Helder Remigio: Os militares, desde o início da nossa República em 1889 – que, por sinal, começou de um golpe contra a monarquia naquele momento – passaram a ter muita força no cenário político. Isso ocorreu também no período da República Velha, posteriormente, no Estado Novo, na Era Vargas e consequentemente em todo período democrático e na Nova República do Brasil. Os militares acabam interferindo diretamente na política; se sentiam ali uma espécie de poder moderador. A Constituição Federal de 1988 foi mediada pelos militares. É como se tivéssemos, de certo modo, uma sombra dos militares nessa democracia, que é uma democracia permitida, como se precisássemos da chancela dos militares para poder ter democracia.
LeiaJá também: ‘Tortura Nunca Mais: o monumento para nunca esquecer‘
3. LeiaJá: Há conexão simbólica ou prática entre o golpe de 1964 e a tentativa de golpe em 2022?
Jamerson Kemps: Há uma conexão simbólica entre os atos. Ainda se tem duas gerações diretamente influenciadas [pelo golpe de 1964]. O primeiro presidente eleito via voto direto foi Collor, em 1989, assumindo em 1990. É algo muito recente, novo. Além de haver esse saudosismo por um passado militarizado, há muitas pessoas que viveram aquele momento e se beneficiaram por ele. Não é só um saudosismo ideológico, é a saudade de um período em que você foi beneficiado, em que privilégios eram mantidos. É uma tentativa de voltar àquilo, a uma sociedade civil longe do poder, que é o que se encontra em governos autoritários-ditatoriais.
Helder Remigio: É preciso ter cuidado com as comparações. 1964 foi um momento histórico específico, com uma conjuntura específica atrelada à guerra fria, a um espírito antidemocrático dos americanos, e a sociedade civil era outra. O 8 de janeiro é um outro momento, em que as instituições estavam mais sólidas do que em 1964 e conseguiram responder à altura às atrocidades daquela tentativa de golpe. Entretanto, um elemento podemos trazer para esta discussão: o da cultura política autoritária no Brasil, que, de algum modo, dialoga com os dois momentos. A tentativa de tomar o poder em 8 de janeiro nos traz a certeza de que existia o desejo de romper com o processo democrático naquele momento.
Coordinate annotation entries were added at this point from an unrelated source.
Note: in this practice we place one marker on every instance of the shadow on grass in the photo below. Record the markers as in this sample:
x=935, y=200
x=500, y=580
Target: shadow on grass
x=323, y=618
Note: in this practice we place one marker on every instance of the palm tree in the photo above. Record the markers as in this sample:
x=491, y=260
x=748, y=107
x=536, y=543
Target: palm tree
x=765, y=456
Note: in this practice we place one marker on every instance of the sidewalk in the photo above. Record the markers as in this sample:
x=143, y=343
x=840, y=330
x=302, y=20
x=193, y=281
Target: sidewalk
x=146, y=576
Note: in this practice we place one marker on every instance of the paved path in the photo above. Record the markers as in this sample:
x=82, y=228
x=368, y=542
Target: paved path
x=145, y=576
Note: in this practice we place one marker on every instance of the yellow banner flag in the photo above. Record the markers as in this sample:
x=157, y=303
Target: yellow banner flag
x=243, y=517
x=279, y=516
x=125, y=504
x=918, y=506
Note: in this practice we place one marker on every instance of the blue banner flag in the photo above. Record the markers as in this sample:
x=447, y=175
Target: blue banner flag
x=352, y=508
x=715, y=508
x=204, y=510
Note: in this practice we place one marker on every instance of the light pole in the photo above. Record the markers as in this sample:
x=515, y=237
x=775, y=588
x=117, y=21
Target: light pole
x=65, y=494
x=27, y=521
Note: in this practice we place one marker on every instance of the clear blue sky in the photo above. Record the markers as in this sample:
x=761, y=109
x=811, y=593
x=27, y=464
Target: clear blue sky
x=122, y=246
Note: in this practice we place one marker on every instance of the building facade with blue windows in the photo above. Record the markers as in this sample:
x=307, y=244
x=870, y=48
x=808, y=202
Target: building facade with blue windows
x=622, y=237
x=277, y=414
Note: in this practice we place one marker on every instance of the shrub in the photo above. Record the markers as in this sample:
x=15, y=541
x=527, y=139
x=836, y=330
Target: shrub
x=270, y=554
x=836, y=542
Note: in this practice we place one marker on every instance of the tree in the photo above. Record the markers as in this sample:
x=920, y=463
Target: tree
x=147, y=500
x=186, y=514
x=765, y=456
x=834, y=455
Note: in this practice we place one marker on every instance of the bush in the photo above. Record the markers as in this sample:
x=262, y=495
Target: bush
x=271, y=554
4. LeiaJá: A existência dos partidos de extrema-direita representa algum perigo à democracia ou é justamente parte do jogo democrático de representações?
Jamerson Kemps: Existem leituras da ciência política que entendem que essas disputas, por mais polarizadas que sejam, e por mais próximas de um incidente civil ou violência que estejam, fazem parte do jogo democrático de encenação das ideias de disputa; no todo, o sistema macroeconômico se mantém no controle e poder de ambos. Como também é possível analisar que, sim, é uma ameaça à democracia. Considerando o regime democrático e a Constituição Federal sendo colocados em risco, então, sim. Quando se tem a proposta de uma extrema-direita em que o poder é centralizado na mão de uma única pessoa, em que se tem a ideia de um governo militarizado, não há espaço para a participação popular, incentivo à democracia e contraposição de ideias; todos aspectos que caracterizam a democracia.
Helder Remigio: Sim, a extrema-direita representa um perigo à democracia. Todo partido político precisa se amparar nas discussões e preceitos da nossa Carta Magna de 1988. A partir do momento em que toda e qualquer corrente política começa a ferir a Constituição – e a extrema-direita faz isso constantemente – é, sem dúvida, um perigo para a democracia no Brasil. Atualmente, pensando justamente na arquitetura da tentativa em 8 de janeiro, se vê o perigo que a extrema-direita exerce não somente no Brasil, como no mundo – na Argentina com Milei, na Hungria com Órban, e nos Estados Unidos com Trump.